In California and other states, the DLC has begun, if slowly, building a New Democrat base. Members of the organization, for example, include many professionals, entrepreneurs, and others distinct from the old class base of the Democratic Party. Many of them are active in fields—such as biomedical or communications industries—where big government is seen less as a lever for advantage than a suppressor of wealth generation and creativity. Many also come from highly entrepreneurial recent immigrant groups who recognize that their future lies in expanding their role in the private, not the public, sector.

This does not mean that New Democrats need to be, as Jesse Jackson and others assert, little more than Republicans in drag. Unlike a large portion of the GOP, particularly the part shaped by religious right and nativist constituencies, New Democrats still believe in the basic principles of effective government, tolerance, equal rights under the law, and maintaining a strict separation of church and state. And rather than relying purely on markets, most New Democrats also believe that capitalist impulses should be targeted to help ensure that residents of ghettos and barrios have a chance to participate in the system.

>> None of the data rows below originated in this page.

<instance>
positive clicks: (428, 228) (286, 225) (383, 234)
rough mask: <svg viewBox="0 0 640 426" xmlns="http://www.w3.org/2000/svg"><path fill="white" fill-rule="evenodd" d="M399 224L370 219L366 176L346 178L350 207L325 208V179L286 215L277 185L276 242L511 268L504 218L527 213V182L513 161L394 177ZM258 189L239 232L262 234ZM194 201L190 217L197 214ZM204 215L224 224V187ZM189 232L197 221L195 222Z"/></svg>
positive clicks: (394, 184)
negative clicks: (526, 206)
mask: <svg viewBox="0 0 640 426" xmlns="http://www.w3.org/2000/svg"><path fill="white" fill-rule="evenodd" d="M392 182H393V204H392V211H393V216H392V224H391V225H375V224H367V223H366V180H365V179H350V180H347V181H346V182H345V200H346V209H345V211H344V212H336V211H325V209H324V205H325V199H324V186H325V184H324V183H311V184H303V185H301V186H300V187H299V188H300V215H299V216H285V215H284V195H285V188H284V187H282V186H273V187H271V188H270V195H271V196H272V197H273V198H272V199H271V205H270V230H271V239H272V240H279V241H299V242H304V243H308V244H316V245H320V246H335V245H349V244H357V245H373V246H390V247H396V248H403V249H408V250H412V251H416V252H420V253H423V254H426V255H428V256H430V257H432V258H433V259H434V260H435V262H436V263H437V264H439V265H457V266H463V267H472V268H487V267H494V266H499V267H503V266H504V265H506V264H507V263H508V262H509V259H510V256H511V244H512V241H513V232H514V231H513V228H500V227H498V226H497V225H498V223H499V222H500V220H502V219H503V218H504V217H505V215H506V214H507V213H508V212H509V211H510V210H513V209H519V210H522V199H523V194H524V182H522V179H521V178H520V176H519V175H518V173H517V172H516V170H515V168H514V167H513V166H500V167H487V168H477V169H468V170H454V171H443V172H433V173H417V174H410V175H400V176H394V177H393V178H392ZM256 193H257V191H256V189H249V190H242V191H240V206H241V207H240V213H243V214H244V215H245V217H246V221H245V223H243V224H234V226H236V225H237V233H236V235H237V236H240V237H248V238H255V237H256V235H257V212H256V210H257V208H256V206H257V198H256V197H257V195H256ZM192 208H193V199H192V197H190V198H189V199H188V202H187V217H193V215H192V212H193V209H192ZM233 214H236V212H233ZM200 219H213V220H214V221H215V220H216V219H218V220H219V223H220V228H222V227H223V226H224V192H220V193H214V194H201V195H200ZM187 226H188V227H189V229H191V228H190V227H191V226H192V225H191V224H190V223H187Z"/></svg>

By linking opportunity with responsibility, entrepreneurship with concern for social commonweal, New Democrats have the potential to fashion a message and program that could transform future American politics. That, not coddling an administration hostile to or uncomprehending of the changes sweeping the country, should be the highest priority of the movement if it seeks something other than a historical footnote.

Joel Kotkin is a Los Angeles-based senior fellow with the Center for the New West and a contributing editor to The New Democrat, the official magazine of the Democratic Leadership Council. He is also an international fellow at Pepperdine University.